CIE 5703 Week 6 - Assignment workflow

Requirements:

Suggestion to use python with the libraries

  • pandas (for data reading and handling)
  • numpy
  • matplotlib (for plotting)
  • scipy (for GEV)

For MATLAB there should be similar functions to read/convert the data and resample/accumulate the data.

The following steps are described with python functions only.

Detailed instructions for the data handling:

  1. Read in the dataset using pandas read_csv

  2. Format the timestamps to computer-read-able format (datetime) with pandas to_datetime and set index to the generated datetime

  3. Replace invalid data with NaN

  4. Create new dataframes to accumulate the rainfall data to hourly/daily/monthly timescales using pandas resample and sum and mean

  5. Create new dataframes with accumulated hourly data in the summer and winter periods by designing a logical mask (pandas loc and index)

Answering the assignments:

1.

  • Compute mean, std and skew over 15 (Charlotte) or 10 (Rotterdam) dataset with pandas mean, std, skew
  • Plot the histogram using pandas hist (and use a logarithmic scale for better visibility) with and without zeros
  • Repeat with 24h and 1h dataset using mm/15(10)min timescale and compare

2.

  • Index new columns by year and month of the monthly accumulated datasets (pandas index)
  • Plot the boxplots with pandas boxplot over accumulated rainfall column by month / year
  • Repeat on the hourly scale (for diurnal cycles): boxplot by hour and observe.
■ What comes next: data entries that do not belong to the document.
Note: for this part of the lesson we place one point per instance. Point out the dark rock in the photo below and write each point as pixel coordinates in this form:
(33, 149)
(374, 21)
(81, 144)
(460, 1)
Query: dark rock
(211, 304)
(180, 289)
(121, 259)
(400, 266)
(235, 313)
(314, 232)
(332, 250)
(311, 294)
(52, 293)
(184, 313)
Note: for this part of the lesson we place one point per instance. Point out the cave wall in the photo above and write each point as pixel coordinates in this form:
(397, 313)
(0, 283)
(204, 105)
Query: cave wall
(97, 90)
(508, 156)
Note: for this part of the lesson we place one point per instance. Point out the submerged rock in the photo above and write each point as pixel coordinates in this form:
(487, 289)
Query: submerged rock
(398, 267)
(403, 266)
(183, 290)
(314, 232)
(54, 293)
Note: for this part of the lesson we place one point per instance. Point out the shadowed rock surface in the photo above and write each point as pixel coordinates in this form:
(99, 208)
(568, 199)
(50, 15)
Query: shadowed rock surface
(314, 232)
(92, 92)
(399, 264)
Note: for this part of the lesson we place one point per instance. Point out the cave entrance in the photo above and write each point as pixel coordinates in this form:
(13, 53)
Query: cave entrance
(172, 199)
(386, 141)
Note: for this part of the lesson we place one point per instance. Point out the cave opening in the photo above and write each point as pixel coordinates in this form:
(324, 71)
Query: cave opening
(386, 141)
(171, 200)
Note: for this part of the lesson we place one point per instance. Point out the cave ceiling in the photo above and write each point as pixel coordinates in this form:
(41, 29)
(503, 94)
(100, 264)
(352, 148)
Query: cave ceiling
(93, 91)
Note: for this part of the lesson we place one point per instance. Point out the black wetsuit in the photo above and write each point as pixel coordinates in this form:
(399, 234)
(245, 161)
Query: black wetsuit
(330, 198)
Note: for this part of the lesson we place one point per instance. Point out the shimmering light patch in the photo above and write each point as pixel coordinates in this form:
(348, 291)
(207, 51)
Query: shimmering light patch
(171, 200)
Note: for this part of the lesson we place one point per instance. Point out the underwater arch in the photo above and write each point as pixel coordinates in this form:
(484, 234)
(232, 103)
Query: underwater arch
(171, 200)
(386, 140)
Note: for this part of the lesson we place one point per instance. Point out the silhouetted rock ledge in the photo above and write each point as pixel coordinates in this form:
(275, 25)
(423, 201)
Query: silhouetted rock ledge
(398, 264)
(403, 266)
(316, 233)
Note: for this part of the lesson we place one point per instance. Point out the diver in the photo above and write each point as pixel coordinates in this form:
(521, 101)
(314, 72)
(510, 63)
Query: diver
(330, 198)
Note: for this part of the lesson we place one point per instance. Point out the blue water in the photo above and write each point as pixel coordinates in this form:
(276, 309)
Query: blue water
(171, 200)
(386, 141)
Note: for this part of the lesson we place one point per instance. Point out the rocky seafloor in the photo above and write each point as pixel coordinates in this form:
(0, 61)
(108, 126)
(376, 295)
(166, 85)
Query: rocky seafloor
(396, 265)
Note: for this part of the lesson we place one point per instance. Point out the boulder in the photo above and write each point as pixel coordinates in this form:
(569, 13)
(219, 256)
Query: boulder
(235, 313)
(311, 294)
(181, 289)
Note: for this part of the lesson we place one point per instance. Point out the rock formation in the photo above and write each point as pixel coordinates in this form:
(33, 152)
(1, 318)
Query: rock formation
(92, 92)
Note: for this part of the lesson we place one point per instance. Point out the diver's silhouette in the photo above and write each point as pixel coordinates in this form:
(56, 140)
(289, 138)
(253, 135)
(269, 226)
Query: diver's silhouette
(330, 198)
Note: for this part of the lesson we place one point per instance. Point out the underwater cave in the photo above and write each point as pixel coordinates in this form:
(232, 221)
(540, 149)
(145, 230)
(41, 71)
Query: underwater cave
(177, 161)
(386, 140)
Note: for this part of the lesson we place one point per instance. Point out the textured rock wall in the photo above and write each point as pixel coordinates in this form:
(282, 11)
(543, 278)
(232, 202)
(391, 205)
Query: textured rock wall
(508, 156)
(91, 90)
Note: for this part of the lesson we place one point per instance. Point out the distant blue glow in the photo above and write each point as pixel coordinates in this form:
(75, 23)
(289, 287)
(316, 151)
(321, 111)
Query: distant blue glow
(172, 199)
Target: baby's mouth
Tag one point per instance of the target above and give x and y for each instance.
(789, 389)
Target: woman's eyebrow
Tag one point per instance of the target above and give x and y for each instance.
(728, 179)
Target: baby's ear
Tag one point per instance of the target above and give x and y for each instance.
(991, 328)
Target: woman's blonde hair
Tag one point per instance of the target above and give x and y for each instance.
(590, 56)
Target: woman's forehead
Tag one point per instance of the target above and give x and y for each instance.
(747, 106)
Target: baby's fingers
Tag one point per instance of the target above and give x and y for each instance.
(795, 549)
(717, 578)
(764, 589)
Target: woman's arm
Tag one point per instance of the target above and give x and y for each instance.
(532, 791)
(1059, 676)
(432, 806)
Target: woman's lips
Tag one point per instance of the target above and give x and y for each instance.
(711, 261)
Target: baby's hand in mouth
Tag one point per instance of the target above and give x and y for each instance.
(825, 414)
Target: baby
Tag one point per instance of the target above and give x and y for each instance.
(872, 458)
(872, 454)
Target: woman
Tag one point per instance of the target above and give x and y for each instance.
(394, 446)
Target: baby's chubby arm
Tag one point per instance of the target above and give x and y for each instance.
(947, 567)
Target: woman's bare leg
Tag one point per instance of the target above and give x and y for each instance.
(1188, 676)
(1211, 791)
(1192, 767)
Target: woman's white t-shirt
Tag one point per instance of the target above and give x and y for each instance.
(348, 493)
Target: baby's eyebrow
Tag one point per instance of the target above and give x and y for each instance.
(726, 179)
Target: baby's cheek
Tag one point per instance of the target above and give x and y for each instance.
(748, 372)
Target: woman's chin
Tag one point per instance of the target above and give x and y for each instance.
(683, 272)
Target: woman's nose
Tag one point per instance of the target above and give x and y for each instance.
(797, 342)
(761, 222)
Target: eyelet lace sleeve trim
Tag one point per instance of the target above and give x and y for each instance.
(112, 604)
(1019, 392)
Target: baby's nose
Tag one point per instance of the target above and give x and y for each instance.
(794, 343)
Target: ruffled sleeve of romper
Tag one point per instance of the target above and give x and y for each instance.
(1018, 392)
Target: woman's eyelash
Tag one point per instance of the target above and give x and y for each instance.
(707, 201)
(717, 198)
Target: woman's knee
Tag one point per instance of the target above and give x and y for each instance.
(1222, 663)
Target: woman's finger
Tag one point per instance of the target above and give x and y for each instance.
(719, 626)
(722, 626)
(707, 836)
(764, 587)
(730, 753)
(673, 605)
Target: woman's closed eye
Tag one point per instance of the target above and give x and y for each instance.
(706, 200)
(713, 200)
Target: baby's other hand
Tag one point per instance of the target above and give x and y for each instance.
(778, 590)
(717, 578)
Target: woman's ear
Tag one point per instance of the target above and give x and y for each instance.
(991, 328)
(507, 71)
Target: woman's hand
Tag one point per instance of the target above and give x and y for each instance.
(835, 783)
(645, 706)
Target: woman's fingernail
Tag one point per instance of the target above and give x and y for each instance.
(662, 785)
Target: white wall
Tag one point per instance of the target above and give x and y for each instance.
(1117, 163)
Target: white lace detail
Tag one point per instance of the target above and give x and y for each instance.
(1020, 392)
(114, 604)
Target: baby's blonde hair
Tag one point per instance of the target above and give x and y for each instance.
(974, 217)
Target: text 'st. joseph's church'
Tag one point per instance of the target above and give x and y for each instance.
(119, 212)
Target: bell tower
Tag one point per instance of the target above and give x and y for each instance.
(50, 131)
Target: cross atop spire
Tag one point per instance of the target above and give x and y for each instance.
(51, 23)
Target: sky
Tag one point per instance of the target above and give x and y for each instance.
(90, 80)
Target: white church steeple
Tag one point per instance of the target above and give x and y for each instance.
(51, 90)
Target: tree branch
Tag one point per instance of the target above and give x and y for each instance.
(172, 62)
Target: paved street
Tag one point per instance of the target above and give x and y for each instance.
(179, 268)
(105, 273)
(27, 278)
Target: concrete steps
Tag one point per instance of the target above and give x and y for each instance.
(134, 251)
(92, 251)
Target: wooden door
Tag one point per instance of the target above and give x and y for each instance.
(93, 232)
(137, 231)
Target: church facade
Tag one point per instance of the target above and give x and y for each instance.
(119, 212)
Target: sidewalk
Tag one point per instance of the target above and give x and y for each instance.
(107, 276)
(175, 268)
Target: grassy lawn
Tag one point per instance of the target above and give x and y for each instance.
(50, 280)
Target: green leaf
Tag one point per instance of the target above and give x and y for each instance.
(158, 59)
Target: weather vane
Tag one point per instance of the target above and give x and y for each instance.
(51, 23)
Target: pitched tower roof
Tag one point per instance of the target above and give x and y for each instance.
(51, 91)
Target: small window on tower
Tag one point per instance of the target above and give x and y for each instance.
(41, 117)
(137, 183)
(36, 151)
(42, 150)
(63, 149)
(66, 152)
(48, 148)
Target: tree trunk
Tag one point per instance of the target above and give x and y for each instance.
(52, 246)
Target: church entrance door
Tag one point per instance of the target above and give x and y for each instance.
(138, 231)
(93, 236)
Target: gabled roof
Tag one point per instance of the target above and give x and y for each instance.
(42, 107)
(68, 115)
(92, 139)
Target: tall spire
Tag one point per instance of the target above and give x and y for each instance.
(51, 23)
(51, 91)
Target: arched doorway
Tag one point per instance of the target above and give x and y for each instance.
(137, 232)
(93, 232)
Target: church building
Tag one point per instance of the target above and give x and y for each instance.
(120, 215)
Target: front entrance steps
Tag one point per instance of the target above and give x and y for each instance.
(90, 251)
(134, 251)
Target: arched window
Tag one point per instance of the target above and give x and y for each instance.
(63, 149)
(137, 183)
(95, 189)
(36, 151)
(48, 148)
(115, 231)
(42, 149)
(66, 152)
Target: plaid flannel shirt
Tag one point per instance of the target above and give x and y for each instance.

Repeat this by neglecting data <1mm/h, <3mm/h, ... and observe
  • Do the same with summer / winter period
  • Select hourly events of >10mm/h and describe

3.

  • Create numpy linspace with desired range
  • Use scipy genextreme.fit with POT values
  • Plot the scipy genextreme.pdf with fitted values
  • Add histogram to it (normalized) for visual inspection
  • Use genextreme.ppf with required return period and fitted values

In [ ]: